The position information of the module is pre-stored in the control platform, and the infrared distance meter measures the highest point and the lowest point of each battery before the energy storage power station normally operates and records the highest point and the lowest point in the control platform.

The foregoing is only a preferred embodiment of the present invention, and it should be noted that, for those skilled in the art, various changes and modifications can be made without departing from the inventive concept, and these changes and modifications are all within the scope of the present invention.

Claims

1. A fire fighting method for a prefabricated cabin type lithium iron phosphate battery energy storage power station comprises the following steps:

placing the infrared distance measuring instrument at the central point of the prefabricated cabin, and recording the highest point D of each battery in each battery module₁Lowest point D₂The infrared distance meter tests the highest point and the lowest point of each battery for 30 s; the most initial D obtained₁、D₂The value is used as a reference value D₁ ⁰、D₂ ⁰Control platform pair measured D₁ ⁱAnd D₂ ⁱAnd a reference value D₁ ⁰、D₂ ⁰Carrying out comparison; if D is₁ ⁱ-D₁ ⁰Not equal to 0 and D₂ ⁱ-D₂ ⁰Not equal to 0, if the battery bulge phenomenon occurs to a single battery, the battery module where the battery is located is cut off through the control platform;

the battery module is subjected to temperature measurement by adopting an infrared thermometer, the measured temperature is analyzed by the control platform, and the temperature of a single module is compared with the temperature T_iAnd T_i-1And T_iAnd preComparing the temperatures of other modules in the cabin; if T_i-T_i-1Absolute value of < 0.5 ℃ and T_iThe absolute value of the temperature of other batteries is less than 0.5 ℃, which indicates that the internal fault of the battery is further increased, the battery module is cut off through the control platform, meanwhile, the refrigeration effect is enhanced through the air conditioning system in the prefabricated cabin, and the fan is started to radiate the module;

2. The fire fighting method for prefabricated cabin type lithium iron phosphate battery energy storage power station according to claim 1, characterized in that: one battery module corresponds to one infrared thermometer and one infrared gas detector.

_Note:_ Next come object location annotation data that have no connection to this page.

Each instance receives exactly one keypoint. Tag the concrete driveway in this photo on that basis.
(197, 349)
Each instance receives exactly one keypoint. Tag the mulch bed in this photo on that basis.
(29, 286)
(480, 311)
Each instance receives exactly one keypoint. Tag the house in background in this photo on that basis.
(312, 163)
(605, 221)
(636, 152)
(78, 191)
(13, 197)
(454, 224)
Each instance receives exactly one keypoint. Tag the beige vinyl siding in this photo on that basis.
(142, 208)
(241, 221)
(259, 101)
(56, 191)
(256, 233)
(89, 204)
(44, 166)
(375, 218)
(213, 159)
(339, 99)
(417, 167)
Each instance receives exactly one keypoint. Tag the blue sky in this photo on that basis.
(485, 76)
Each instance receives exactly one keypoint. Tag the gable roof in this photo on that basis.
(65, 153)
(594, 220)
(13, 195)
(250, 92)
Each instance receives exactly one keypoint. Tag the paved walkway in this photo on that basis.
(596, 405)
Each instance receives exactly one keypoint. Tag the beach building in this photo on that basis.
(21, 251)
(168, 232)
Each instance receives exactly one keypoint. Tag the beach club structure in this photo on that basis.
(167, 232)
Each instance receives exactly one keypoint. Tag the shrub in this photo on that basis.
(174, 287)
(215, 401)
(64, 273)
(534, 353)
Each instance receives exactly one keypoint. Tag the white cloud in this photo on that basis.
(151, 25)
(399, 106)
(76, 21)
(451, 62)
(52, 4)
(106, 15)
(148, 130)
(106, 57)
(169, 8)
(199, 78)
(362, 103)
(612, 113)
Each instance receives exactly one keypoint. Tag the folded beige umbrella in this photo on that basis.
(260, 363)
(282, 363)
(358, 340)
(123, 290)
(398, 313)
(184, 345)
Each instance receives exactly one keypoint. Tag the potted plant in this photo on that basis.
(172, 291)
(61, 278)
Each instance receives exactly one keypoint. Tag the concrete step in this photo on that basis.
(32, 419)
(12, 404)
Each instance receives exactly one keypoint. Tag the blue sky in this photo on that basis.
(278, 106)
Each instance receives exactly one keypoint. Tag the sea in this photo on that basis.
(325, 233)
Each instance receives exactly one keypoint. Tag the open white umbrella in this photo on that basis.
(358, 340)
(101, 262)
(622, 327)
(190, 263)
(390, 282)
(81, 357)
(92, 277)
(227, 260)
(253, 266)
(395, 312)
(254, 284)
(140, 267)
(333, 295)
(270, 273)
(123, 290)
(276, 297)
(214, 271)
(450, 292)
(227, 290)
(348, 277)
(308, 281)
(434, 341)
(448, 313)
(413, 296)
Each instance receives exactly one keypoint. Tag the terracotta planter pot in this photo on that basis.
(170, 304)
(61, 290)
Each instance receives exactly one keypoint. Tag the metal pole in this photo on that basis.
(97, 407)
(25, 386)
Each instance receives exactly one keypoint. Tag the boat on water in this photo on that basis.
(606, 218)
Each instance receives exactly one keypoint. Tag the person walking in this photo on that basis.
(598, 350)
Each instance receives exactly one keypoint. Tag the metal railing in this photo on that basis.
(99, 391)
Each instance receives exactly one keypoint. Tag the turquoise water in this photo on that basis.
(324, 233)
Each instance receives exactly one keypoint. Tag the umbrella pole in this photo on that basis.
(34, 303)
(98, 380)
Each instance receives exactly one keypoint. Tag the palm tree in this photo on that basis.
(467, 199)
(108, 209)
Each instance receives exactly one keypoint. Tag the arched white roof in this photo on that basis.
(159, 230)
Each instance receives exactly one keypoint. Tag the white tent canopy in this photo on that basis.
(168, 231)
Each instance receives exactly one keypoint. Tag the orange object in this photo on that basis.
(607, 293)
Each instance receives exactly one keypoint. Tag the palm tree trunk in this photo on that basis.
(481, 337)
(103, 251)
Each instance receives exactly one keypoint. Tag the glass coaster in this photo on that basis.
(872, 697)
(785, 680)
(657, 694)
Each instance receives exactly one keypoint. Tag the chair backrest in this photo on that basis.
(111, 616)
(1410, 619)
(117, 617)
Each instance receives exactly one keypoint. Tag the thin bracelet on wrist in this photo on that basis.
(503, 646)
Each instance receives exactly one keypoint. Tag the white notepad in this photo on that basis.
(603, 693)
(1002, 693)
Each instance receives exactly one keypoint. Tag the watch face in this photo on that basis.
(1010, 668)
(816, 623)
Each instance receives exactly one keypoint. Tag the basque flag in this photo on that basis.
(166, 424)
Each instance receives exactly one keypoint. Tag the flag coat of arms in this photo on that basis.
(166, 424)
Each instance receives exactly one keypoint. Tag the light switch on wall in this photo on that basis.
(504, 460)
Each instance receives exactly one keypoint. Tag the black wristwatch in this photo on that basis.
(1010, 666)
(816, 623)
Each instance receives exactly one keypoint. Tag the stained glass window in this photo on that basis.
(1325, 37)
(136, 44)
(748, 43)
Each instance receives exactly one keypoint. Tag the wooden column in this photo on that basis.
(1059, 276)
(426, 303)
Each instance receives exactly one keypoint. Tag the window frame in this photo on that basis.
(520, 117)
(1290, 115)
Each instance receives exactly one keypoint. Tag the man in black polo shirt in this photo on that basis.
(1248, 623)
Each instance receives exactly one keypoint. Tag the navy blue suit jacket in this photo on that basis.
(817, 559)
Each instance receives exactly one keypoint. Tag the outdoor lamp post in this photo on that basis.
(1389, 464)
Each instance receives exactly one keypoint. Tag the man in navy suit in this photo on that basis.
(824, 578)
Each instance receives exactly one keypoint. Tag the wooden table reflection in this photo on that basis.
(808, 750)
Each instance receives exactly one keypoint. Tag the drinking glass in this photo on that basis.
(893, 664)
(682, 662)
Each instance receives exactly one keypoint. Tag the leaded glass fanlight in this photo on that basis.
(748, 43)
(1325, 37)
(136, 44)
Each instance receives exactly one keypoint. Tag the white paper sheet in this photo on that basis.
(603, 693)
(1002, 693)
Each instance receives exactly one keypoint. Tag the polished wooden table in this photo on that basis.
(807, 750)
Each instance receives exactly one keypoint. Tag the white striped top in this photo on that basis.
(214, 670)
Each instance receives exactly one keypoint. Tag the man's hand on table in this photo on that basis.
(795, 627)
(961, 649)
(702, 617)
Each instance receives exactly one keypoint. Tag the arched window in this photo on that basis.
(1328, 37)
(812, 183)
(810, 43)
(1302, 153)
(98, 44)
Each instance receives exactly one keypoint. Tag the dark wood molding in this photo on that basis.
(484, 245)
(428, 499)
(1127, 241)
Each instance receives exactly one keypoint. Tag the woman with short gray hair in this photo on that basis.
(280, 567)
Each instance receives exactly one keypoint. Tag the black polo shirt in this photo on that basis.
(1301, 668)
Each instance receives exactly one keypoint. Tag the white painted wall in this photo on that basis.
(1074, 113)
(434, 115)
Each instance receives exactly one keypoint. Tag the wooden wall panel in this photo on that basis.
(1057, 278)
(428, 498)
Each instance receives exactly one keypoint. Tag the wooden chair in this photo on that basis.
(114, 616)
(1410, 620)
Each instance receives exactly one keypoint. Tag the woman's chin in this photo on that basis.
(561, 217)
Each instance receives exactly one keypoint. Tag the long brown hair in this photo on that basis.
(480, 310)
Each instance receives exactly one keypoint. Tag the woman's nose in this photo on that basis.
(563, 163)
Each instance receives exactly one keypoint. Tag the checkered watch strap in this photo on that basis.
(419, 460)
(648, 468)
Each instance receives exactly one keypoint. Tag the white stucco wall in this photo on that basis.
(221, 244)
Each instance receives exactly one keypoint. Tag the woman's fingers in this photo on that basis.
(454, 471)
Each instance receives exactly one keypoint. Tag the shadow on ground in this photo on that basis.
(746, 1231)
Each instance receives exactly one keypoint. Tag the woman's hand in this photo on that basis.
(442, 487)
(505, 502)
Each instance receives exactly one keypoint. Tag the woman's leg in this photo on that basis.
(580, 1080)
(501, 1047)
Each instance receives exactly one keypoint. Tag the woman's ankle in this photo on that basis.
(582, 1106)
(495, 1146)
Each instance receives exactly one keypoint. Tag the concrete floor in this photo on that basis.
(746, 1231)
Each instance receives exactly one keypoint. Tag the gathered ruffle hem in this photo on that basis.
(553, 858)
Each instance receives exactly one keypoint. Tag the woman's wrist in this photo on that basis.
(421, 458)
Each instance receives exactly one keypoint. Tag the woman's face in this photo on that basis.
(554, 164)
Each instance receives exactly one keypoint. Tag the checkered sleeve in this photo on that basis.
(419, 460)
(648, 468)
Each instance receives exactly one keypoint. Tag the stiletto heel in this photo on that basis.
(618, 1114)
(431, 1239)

3. The utility model provides a fire extinguishing system of prefabricated cabin formula lithium iron phosphate battery energy storage power station which characterized in that: comprises a fire extinguishing module, an infrared distance measuring instrument, an infrared temperature measuring instrument, an infrared gas detector, a control platform, a power supply module and a cooling module,

4. The system of claim 3, wherein: the spray head is a 360-degree rotary spray head.

5. The system of claim 3, wherein: the infrared distance measuring instrument, the infrared temperature measuring instrument and the infrared gas detector are self-configured with lithium batteries.